Essa questão importante, o sabor, explica a preocupação das empresas que fazem menos foco na grande escala do que na garantia de que o cliente vai sentir vontade de comprar novamente o mesmo produto. O grão CCN 51, mais ácido, assim, serve mais para os fabricantes que querem encher as prateleiras. E, segundo a reportagem, na África alguns produtores de cacau levantaram outra bandeira que não se pode desprezar. Segundo eles, uma mudança para uma única variedade de grão pode deixar a fonte de quase 70% do fornecimento de cacau do mundo suscetível a doenças.

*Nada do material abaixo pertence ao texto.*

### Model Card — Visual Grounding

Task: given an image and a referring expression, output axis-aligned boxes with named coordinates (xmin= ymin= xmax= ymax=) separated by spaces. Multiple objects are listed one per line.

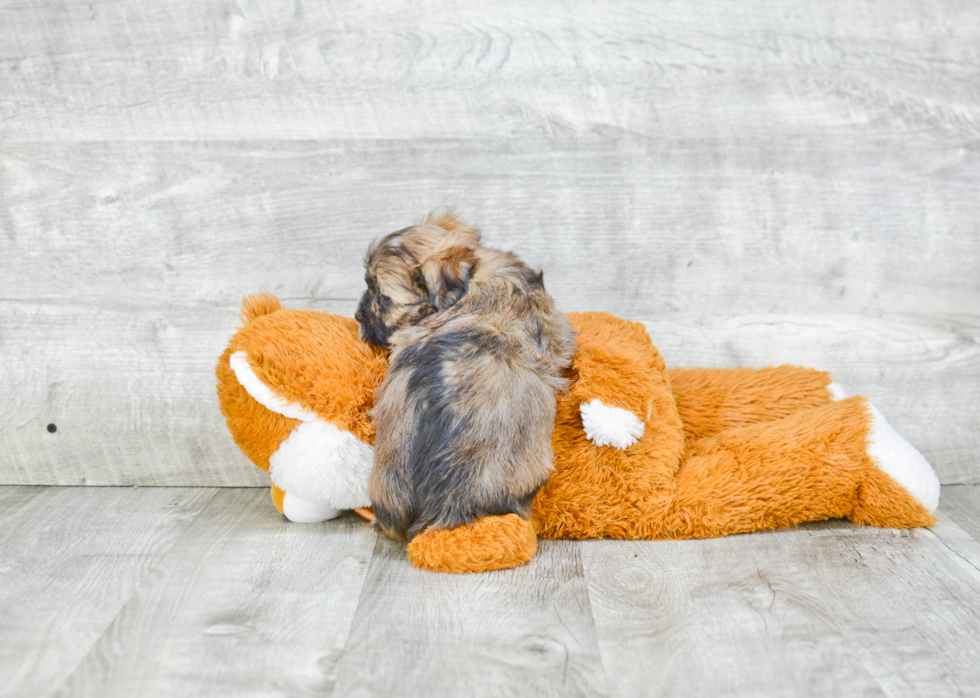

Como se vê, a humanidade vai ter que usar muito a criatividade para viver num mundo cheio de riscos e se safar deles. Vejam mais esta: há quatro dias, aqui mesmo no G1, assisti a uma entrevista do governador do Rio de Janeiro, Sérgio Cabral, negando-se a permitir que São Paulo bombeie água do Rio Paraíba do Sul para amenizar a seca que está vivendo. Legitimamente, Cabral defendeu seu território:

“Só temos um rio e muitas casas e empresas. Não posso tolerar nada que afete o abastecimento de água. Isso é um assunto sério que precisa ser tratado por nossos técnicos. Nem eu nem o Alckmin (governador de São Paulo) somos conhecedores.”

Pois é, como eu ia dizendo: viver num mundo com menos recursos, com tantas mudanças climáticas, vai exigir muito mais de todos nós. Até pensar bem se vale a pena comprar um imóvel perto do mar, está valendo. Infelizmente, porém, na hora de se adotar políticas de prevenção, tudo isso fica no esquecimento.